Embora adore escrever sobre botecos e frases de botequim, não sou um adorador de bares. Frequento-os, mas apenas socialmente. Aprendi com o colega jornalista Aparício Torelly, o Barão de Itararé, que o fígado faz mal à bebida. Por isso, fujo dela quando estou dormindo. O problema é que a marvada me acorda e me arrasta sistematicamente para uma nova soneca. A verdade é que estou bebendo pouco, pois sempre me lembro de quantas bebi no dia anterior. Perdulário por natureza, de tudo o que ganhei na vida, 90% eu bebi. Os 10% restantes dei para o garçom.
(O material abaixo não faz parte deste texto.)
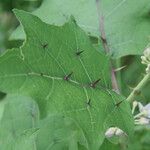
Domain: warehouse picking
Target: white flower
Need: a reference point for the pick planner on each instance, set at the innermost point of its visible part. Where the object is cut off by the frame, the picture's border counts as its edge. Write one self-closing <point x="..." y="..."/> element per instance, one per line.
<point x="147" y="53"/>
<point x="144" y="110"/>
<point x="142" y="121"/>
<point x="146" y="59"/>
<point x="148" y="68"/>
<point x="113" y="131"/>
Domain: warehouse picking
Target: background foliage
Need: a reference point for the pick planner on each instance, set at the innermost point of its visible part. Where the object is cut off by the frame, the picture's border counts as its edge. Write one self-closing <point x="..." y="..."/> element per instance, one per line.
<point x="127" y="32"/>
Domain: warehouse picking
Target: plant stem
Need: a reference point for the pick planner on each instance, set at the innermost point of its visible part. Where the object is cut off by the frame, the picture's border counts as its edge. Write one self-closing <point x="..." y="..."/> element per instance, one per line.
<point x="105" y="45"/>
<point x="138" y="88"/>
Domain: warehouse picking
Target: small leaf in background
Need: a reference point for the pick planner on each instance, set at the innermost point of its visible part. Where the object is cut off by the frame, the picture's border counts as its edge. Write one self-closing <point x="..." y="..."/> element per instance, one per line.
<point x="126" y="22"/>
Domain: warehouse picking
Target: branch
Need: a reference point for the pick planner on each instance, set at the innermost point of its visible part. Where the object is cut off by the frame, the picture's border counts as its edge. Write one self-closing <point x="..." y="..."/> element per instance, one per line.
<point x="105" y="44"/>
<point x="138" y="88"/>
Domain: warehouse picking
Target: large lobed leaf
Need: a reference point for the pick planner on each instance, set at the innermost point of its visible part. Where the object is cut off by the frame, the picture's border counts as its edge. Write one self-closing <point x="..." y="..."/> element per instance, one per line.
<point x="126" y="22"/>
<point x="40" y="69"/>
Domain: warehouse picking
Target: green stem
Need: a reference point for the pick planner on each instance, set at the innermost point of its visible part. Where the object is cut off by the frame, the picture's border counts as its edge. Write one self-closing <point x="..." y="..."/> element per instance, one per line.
<point x="138" y="88"/>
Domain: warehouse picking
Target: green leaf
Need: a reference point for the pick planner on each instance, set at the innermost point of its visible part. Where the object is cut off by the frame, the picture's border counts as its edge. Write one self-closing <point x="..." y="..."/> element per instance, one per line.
<point x="21" y="128"/>
<point x="126" y="22"/>
<point x="20" y="114"/>
<point x="48" y="69"/>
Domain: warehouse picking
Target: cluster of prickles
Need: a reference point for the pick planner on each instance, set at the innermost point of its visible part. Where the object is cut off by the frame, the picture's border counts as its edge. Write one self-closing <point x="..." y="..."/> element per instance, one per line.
<point x="146" y="59"/>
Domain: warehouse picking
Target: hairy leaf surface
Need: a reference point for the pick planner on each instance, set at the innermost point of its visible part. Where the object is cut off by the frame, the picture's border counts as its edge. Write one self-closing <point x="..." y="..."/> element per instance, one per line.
<point x="126" y="22"/>
<point x="58" y="67"/>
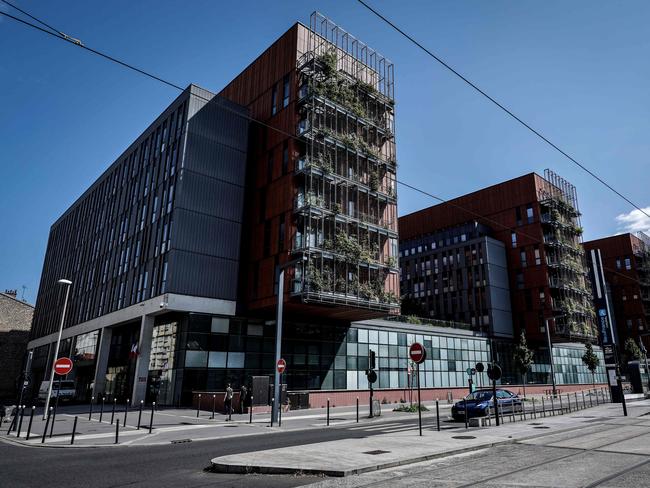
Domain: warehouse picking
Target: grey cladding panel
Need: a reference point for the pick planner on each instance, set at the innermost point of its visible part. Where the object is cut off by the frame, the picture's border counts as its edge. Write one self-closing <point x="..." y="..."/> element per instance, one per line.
<point x="203" y="234"/>
<point x="199" y="275"/>
<point x="212" y="197"/>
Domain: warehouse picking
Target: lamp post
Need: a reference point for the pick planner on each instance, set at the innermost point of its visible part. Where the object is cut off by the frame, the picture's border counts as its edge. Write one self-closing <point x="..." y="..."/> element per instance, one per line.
<point x="278" y="337"/>
<point x="67" y="284"/>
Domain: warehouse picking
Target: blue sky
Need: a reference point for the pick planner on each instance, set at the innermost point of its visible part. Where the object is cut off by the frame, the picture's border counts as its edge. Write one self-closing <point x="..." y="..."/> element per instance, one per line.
<point x="578" y="71"/>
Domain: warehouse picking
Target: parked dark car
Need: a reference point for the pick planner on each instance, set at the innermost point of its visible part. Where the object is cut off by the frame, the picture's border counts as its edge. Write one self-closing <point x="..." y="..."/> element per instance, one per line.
<point x="480" y="404"/>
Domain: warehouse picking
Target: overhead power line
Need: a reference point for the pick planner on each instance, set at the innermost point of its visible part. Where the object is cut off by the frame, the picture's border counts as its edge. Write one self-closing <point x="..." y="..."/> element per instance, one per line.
<point x="500" y="105"/>
<point x="55" y="33"/>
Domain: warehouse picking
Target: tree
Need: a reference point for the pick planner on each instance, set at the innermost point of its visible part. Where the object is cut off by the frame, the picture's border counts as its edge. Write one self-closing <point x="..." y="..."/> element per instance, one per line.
<point x="523" y="357"/>
<point x="632" y="351"/>
<point x="591" y="361"/>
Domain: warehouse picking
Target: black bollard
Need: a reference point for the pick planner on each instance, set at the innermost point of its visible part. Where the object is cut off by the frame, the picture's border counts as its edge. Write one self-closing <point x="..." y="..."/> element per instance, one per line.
<point x="328" y="411"/>
<point x="29" y="426"/>
<point x="74" y="430"/>
<point x="153" y="407"/>
<point x="126" y="411"/>
<point x="357" y="410"/>
<point x="20" y="423"/>
<point x="113" y="412"/>
<point x="101" y="411"/>
<point x="47" y="421"/>
<point x="464" y="408"/>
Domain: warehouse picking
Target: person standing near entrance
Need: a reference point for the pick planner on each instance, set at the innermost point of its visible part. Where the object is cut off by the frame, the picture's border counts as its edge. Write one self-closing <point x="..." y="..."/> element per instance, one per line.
<point x="227" y="399"/>
<point x="243" y="395"/>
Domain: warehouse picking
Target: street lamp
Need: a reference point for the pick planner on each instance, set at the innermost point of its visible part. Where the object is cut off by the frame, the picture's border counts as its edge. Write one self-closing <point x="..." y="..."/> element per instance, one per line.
<point x="67" y="284"/>
<point x="278" y="336"/>
<point x="550" y="351"/>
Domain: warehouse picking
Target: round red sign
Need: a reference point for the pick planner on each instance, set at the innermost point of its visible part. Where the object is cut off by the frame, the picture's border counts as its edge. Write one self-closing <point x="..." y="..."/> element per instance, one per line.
<point x="417" y="353"/>
<point x="63" y="366"/>
<point x="282" y="365"/>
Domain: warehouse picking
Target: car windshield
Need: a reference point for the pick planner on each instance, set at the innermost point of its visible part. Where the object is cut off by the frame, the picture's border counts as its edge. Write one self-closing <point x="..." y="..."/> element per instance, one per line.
<point x="479" y="396"/>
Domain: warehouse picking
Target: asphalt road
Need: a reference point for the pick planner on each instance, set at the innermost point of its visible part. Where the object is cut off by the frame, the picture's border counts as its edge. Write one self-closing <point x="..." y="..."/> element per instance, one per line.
<point x="165" y="465"/>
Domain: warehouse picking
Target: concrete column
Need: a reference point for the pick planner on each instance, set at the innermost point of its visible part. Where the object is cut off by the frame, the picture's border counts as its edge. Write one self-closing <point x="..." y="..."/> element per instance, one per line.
<point x="142" y="362"/>
<point x="101" y="364"/>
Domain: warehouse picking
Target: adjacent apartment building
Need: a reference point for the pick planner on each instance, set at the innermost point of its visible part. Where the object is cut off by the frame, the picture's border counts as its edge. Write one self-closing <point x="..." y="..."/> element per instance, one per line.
<point x="626" y="266"/>
<point x="174" y="252"/>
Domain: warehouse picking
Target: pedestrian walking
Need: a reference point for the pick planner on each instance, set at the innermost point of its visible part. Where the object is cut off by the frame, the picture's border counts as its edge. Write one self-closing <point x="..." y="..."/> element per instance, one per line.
<point x="243" y="394"/>
<point x="227" y="400"/>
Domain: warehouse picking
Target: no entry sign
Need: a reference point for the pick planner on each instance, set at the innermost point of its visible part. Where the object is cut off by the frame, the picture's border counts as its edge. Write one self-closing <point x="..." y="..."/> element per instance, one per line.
<point x="282" y="365"/>
<point x="417" y="353"/>
<point x="63" y="366"/>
Sei que nada sei, mas o pouco que sei aprendi com o sábio mestre dos parças Zeca Pagodinho, Dicró, Bezerra da Silva e Mussum, os três últimos já no reino dos céus. Refiro-me a Vinícius de Moraes, para quem a bebida vem de nossa ancestralidade. Profundo conhecedor dos destilados, mesmo acordado o poeta maior das noitadas de bossa nova confundia o amigo uísque com cachorro engarrafado. Por isso, depois de perder a infância e de abandonar a chata e controlada vida do Itamaraty, a primeira coisa que Vinícius pediu no internacional Bar Veloso, hoje Garota de Ipanema, foi uma mamadeira de Johnnie Walker 12 anos.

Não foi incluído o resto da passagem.